Re: [PATCH 00/10] mm: PCP high auto-tuning

Mel Gorman <mgorman@xxxxxxxxxxxxxxxxxxx> · Wed, 11 Oct 2023 14:05:05 +0100

On Wed, Sep 20, 2023 at 09:41:18AM -0700, Andrew Morton wrote:
> On Wed, 20 Sep 2023 14:18:46 +0800 Huang Ying <ying.huang@xxxxxxxxx> wrote:
> 
> > The page allocation performance requirements of different workloads
> > are often different.  So, we need to tune the PCP (Per-CPU Pageset)
> > high on each CPU automatically to optimize the page allocation
> > performance.
> 
> Some of the performance changes here are downright scary.
> 
> I've never been very sure that percpu pages was very beneficial (and
> hey, I invented the thing back in the Mesozoic era).  But these numbers
> make me think it's very important and we should have been paying more
> attention.
> 

FWIW, it is because not only does it avoid lock contention issues, it
avoids excessive splitting/merging of buddies as well as the slower
paths of the allocator. It is not very satisfactory and frankly, the
whole page allocator needs a revisit to account for very large zones but
it is far from a trivial project. PCP just masks the worst of the issues
and replacing it is far harder than tweaking it.

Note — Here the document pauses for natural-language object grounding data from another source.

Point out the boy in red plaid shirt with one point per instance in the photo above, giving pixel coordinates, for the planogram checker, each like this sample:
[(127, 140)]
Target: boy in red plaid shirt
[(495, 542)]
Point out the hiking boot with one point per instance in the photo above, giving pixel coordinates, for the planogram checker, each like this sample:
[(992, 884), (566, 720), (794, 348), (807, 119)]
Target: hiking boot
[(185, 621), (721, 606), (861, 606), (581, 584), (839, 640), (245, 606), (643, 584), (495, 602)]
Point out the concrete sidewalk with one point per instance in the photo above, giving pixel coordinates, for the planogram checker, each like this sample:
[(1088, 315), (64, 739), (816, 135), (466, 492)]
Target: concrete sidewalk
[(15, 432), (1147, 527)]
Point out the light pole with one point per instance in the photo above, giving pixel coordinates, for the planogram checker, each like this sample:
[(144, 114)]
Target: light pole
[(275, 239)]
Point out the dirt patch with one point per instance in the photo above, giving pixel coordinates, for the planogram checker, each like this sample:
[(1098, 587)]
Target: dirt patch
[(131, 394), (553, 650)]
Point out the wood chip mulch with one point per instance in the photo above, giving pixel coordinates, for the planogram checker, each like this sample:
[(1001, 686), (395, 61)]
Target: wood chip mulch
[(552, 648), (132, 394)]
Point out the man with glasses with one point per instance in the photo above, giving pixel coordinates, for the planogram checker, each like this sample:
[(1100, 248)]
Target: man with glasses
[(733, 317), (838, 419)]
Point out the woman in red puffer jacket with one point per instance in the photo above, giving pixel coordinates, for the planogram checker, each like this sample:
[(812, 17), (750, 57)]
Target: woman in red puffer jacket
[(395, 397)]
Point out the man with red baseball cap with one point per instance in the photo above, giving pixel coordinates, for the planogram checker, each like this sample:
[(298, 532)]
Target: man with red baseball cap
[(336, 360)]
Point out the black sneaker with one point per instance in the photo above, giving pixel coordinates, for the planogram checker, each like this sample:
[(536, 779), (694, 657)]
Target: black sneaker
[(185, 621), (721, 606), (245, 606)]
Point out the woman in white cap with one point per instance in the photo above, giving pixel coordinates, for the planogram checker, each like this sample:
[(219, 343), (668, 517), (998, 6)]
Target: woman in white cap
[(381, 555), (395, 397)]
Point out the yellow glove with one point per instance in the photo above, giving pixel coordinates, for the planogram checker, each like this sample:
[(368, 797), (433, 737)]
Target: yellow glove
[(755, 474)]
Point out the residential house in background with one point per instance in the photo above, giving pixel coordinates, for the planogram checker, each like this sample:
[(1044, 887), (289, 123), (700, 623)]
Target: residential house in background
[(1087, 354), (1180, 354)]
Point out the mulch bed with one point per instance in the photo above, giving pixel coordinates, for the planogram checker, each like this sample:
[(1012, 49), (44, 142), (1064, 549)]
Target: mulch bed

> > The list of patches in series is as follows,
> > 
> >  1 mm, pcp: avoid to drain PCP when process exit
> >  2 cacheinfo: calculate per-CPU data cache size
> >  3 mm, pcp: reduce lock contention for draining high-order pages
> >  4 mm: restrict the pcp batch scale factor to avoid too long latency
> >  5 mm, page_alloc: scale the number of pages that are batch allocated
> >  6 mm: add framework for PCP high auto-tuning
> >  7 mm: tune PCP high automatically
> >  8 mm, pcp: decrease PCP high if free pages < high watermark
> >  9 mm, pcp: avoid to reduce PCP high unnecessarily
> > 10 mm, pcp: reduce detecting time of consecutive high order page freeing
> > 
> > Patch 1/2/3 optimize the PCP draining for consecutive high-order pages
> > freeing.
> > 
> > Patch 4/5 optimize batch freeing and allocating.
> > 
> > Patch 6/7/8/9 implement and optimize a PCP high auto-tuning method.
> > 
> > Patch 10 optimize the PCP draining for consecutive high order page
> > freeing based on PCP high auto-tuning.
> > 
> > The test results for patches with performance impact are as follows,
> > 
> > kbuild
> > ======
> > 
> > On a 2-socket Intel server with 224 logical CPU, we tested kbuild on
> > one socket with `make -j 112`.
> > 
> > 	build time	zone lock%	free_high	alloc_zone
> > 	----------	----------	---------	----------
> > base	     100.0	      43.6          100.0            100.0
> > patch1	      96.6	      40.3	     49.2	      95.2
> > patch3	      96.4	      40.5	     11.3	      95.1
> > patch5	      96.1	      37.9	     13.3	      96.8
> > patch7	      86.4	       9.8	      6.2	      22.0
> > patch9	      85.9	       9.4	      4.8	      16.3
> > patch10	      87.7	      12.6	     29.0	      32.3
> 
> You're seriously saying that kbuild got 12% faster?
> 
> I see that [07/10] (autotuning) alone sped up kbuild by 10%?
> 
> Other thoughts:
> 
> - What if any facilities are provided to permit users/developers to
>   monitor the operation of the autotuning algorithm?
> 

Not that I've seen yet but I'm still in part of the series. It could be
monitored with tracepoints but it can also be inferred from lock
contention issue. I think it would only be meaningful to developers to
monitor this closely, at least that's what I think now. Honestly, I'm
more worried about potential changes in behaviour depending on the exact
CPU and cache implementation than I am about being able to actively
monitor it.

> - I'm not seeing any Documentation/ updates.  Surely there are things
>   we can tell users?
> 
> - This:
> 
>   : It's possible that PCP high auto-tuning doesn't work well for some
>   : workloads.  So, when PCP high is tuned by hand via the sysctl knob,
>   : the auto-tuning will be disabled.  The PCP high set by hand will be
>   : used instead.
> 
>   Is it a bit hacky to disable autotuning when the user alters
>   pcp-high?  Would it be cleaner to have a separate on/off knob for
>   autotuning?
> 

It might be but tuning the allocator is very specific and once we
introduce that tunable, we're probably stuck with it. I would prefer to
see it introduced if and only if we have to.

>   And how is the user to determine that "PCP high auto-tuning doesn't work
>   well" for their workload?

Not easily. It may manifest as variable lock contention issues when the
workload is at a steady state but that would increase the pressure to
split the allocator away from being zone-based entirely instead of tweaking
PCP further.

-- 
Mel Gorman
SUSE Labs